No puedo olvidar que vengo de Dios, que soy creatura e hija suya, que su “Muy Amado” me llamó a seguirle y a servirle, que soy suya definitivamente. Puedo repetirme con entera confianza: “¡Dios es mi Padre, mi Padre es Dios!” No debo tener sentimientos de temor ante Él. Por el contrario, necesito abandonarme en Él, ya que soy su hija y que jamás me abandonará.

Recuerdo lo que dice la Palabra en 1ª de Pedro 5, 7: “Confiadle todas vuestras preocupaciones, pues Él cuida de vosotros”. Y en el Salmo 52 (51) leo: “ … en el amor de Dios confío para siempre.”

Nobleza obliga, si mi Dios me ama y yo le amo, debo ser coherente.
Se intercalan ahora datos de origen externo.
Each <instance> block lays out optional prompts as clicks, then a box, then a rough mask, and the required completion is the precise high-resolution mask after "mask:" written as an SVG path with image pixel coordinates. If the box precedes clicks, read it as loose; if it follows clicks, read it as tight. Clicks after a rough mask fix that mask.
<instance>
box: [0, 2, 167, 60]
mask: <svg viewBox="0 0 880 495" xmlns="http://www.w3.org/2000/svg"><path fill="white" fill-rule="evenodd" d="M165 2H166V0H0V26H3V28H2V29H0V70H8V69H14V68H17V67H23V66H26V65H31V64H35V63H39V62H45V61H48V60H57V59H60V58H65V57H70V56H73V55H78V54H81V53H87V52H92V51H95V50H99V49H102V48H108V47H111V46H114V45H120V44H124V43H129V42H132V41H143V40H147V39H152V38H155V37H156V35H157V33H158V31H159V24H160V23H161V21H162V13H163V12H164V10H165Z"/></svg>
Si Él me colma de bienes espirituales y aún materiales, yo debo ser agradecida y no disgustarle. Su Voluntad debe ser la mía. Por eso leo en 1ª de Juan 3, 21: “… si la conciencia no nos condena tenemos plena confianza ante Dios y todo lo que pedimos lo recibimos de Él porque guardamos sus mandamientos y hacemos lo que le agrada.”